Other injuries could be caused if a doctor doesn’t recognize risks, such as breech position, sharp fluctuations in the mother’s blood pressure that can affect the baby, or a long past due date. Trying to deliver with the baby in a breech position could fracture bones, sharp changes in blood pressure cause stress, and inhaling meconium is sometimes caused by allowing too much time to elapse from the set due date.
Injury to Mother
Mothers are also at risk for injury before, during, and after birth. Some conditions, such as high blood pressure, gestational diabetes, and anemia if undiagnosed or left untreated can affect the mother’s and baby’s health. Forceps may cause tears and lacerations to the mother’s genital area, injure the bladder, or result in chronic pain. After delivery, the mother may develop complications if too much blood is lost.
If negligence is proven, damages can be awarded under two different types: monetary compensation and non-monetary compensation. Examples of monetary compensation are the tangible forms that include the cost of medical expenses and lost wages while recuperating or having to care for the baby. Future potential costs may also be figured in, as well as costs to care for an injured child throughout his or her life depending if disability occurred as a result of medical negligence.

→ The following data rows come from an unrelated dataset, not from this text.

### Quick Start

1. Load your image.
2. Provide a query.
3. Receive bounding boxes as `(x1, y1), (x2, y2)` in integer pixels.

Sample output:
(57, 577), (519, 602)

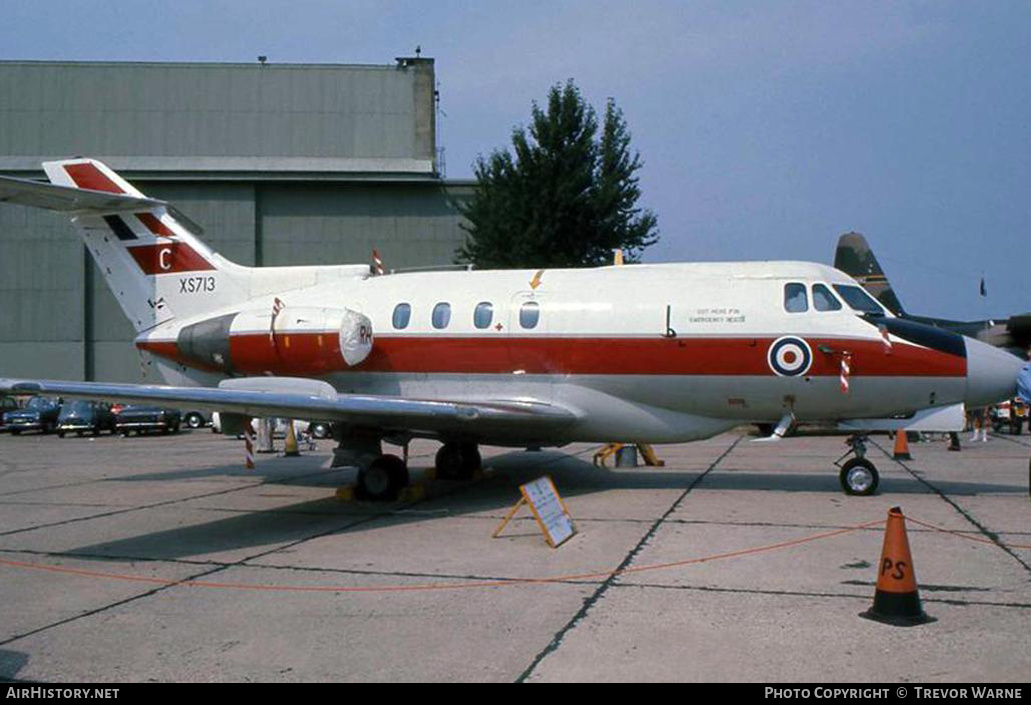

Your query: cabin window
(519, 301), (540, 328)
(784, 283), (809, 313)
(472, 301), (494, 328)
(812, 284), (841, 311)
(834, 284), (885, 315)
(394, 304), (411, 330)
(432, 301), (451, 329)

Costs incurred because of a disability may include remodeling or purchasing a house with handicap adaptations, and specialized vehicles for transportation. In the extremely unfortunate event of a death occurring, funeral costs may be granted.

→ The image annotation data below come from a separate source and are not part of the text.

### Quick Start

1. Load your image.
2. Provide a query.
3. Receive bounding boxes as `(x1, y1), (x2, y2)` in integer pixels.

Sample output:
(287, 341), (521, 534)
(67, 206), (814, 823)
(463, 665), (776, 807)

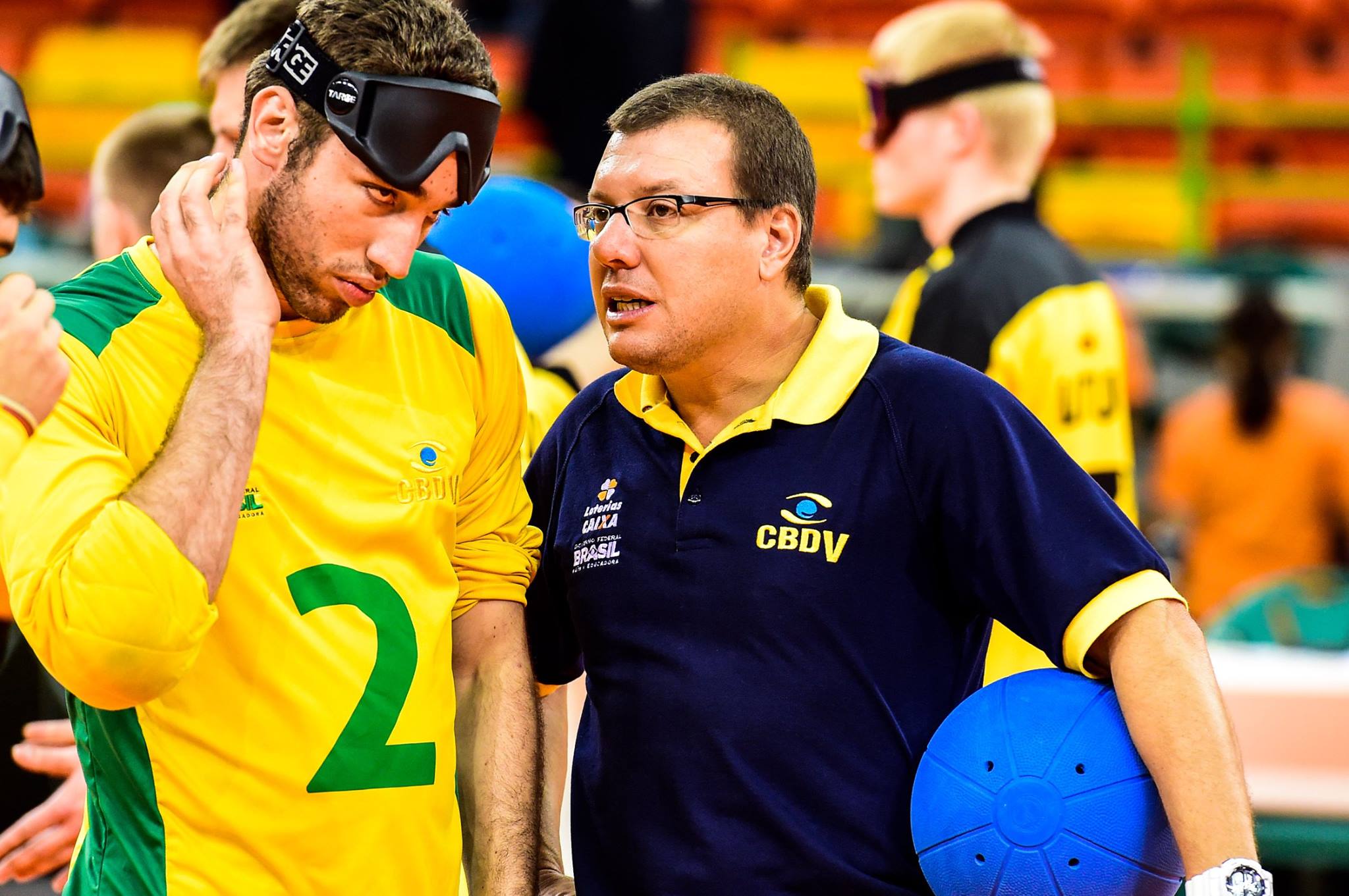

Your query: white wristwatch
(1184, 858), (1273, 896)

Non-monetary compensation may be awarded for actual pain and emotional anguish caused to family members to bear because of the birth ordeal. These may also be awarded for unseen future suffering that may have to be endured due to the birth injury(ies).
Every state has its own personal injury laws under which child birth medical claims would fall. Therefore, it’s usually an advantage to seek out legal advice from a lawyer rather than trying to navigate complex laws on one’s own. Lawyers knowledgeable and experienced in medical negligence are the most likely candidates to help injured parties evaluate their cases on an individual basis and receive a fair settlement.